Roma – Mattina, orario di lavoro: dentro l’ufficio, lo schermo del computer è acceso. Sulla videata, il client di posta elettronica avverte dell’arrivo d’un nuovo messaggio. Si rivolge ai vertici aziendali e proviene da un mittente ignoto: “Dateci 10.000 dollari oppure il vostro sito sarà inutilizzabile per le prossime 24 ore”.
Scene di un crimine possibile. Già, perchè i tempi del brigantaggio sono lontani dall’essere un ricordo del passato. I briganti del 2005 a volte scelgono di usare la Rete, andando a caccia di chi può soddisfare un ricatto fondato su una tecnica stranota, quella del DDoS, l’attacco denial-of-service distribuito.
Gruppi di estorsori, in qualche caso accertato anche esponenti della criminalità organizzata russa , utilizzano botnet (ovvero network di computer controllati da remoto) per tenere sotto scacco siti e server aziendali. La minaccia con cui imbavagliare le vittime è l’equivalente dell’ incendio doloso solitamente utilizzato dai malavitosi tradizionali: l’inquietante prospettiva di rimanere sconnessi dalla Rete. Che in termini pratici equivale a chiudere il bandone e subire gravi danni economici .
Infatti, sfruttando le reti di zombie , le botnet appunto, gli estorsori bombardano i server bersagliati con massicci attacchi DDoS . Non è un problema rimediare computer non presidiati da utilizzare per gli assalti telematici: le reti di carcasse informatiche aumentano quotidianamente al ritmo impressionante di circa 170mila unità e secondo uno studio condotto da CipherTrust la maggior parte degli zombie si trova all’interno dell’Unione Europea. Per chiunque possieda tali numeri a disposizione, far piombare inavvertitamente gigabyte di dati su un bersaglio è un gioco da ragazzi. E chi gestisce le botnet talvolta presta i propri servizi a privati senza scrupoli, pronti a colpire la concorrenza o a dar corso, appunto, a ricatti.
La situazione è tale che, secondo gli esperti del nucleo informatico della polizia britannica, soltanto un sistema di leggi più dure e di controlli più rigidi potrà evitare lo sviluppo epidemico del problema.
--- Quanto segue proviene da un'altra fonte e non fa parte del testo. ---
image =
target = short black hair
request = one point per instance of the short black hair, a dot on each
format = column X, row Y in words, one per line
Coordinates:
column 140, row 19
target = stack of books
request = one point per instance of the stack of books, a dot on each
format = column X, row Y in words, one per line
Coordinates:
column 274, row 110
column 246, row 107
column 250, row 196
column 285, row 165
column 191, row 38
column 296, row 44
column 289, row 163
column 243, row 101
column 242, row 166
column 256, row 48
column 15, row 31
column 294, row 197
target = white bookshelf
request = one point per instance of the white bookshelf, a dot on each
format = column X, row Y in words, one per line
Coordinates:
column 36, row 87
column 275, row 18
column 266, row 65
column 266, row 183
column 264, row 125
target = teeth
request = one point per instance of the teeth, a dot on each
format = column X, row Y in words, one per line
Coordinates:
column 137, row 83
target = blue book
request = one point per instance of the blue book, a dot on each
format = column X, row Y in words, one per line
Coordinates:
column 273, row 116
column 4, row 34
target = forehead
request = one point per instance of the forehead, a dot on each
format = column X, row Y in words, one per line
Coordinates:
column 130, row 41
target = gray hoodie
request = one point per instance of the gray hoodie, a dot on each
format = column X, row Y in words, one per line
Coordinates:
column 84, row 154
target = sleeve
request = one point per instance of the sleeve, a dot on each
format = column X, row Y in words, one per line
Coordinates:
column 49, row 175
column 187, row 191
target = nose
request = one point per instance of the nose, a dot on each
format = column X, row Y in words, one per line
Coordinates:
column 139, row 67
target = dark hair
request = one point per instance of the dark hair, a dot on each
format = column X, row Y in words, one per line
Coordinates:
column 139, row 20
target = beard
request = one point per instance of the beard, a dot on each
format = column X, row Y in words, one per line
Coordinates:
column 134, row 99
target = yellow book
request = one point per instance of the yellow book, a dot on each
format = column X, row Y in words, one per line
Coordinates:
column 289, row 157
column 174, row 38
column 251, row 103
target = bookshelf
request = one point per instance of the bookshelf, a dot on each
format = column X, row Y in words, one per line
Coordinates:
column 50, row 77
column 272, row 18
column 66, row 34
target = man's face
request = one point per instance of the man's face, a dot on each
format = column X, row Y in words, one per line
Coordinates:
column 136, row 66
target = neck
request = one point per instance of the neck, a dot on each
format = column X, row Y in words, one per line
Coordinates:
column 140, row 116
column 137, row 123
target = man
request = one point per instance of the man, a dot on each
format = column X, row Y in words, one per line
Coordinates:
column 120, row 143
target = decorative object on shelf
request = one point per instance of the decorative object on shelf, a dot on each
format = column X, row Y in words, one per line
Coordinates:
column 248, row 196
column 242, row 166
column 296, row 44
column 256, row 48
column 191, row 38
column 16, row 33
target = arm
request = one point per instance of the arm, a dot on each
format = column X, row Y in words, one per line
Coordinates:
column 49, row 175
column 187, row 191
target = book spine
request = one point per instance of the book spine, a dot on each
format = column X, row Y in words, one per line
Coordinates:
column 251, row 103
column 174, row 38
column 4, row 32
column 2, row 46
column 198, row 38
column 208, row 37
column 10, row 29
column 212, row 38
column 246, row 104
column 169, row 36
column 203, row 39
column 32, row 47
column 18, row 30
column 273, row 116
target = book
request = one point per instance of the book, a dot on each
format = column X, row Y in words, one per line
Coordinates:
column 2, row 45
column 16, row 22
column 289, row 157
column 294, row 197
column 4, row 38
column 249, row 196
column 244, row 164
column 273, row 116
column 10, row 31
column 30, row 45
Questa nuova forma di racket , basata proprio sull’ arma del DDoS, minaccia uno spettro molto vasto di soggetti, in particolare i servizi di e-commerce ed e-banking.
Una novità nelle scorse ore: Asif Malik, manager di un servizio per effettuare pagamenti online, è uno dei primi ricattati a parlare, fornendo uno spaccato inquietante di questo fenomeno in continua espansione . La sua storia, raccontata in un’ intervista pubblicata da Silicon , non può che preoccupare il mondo del commercio online: in ostaggio ormai da più di un anno, è stato costretto a “pagare il pizzo” più di una volta ad un gruppo di ignoti malviventi.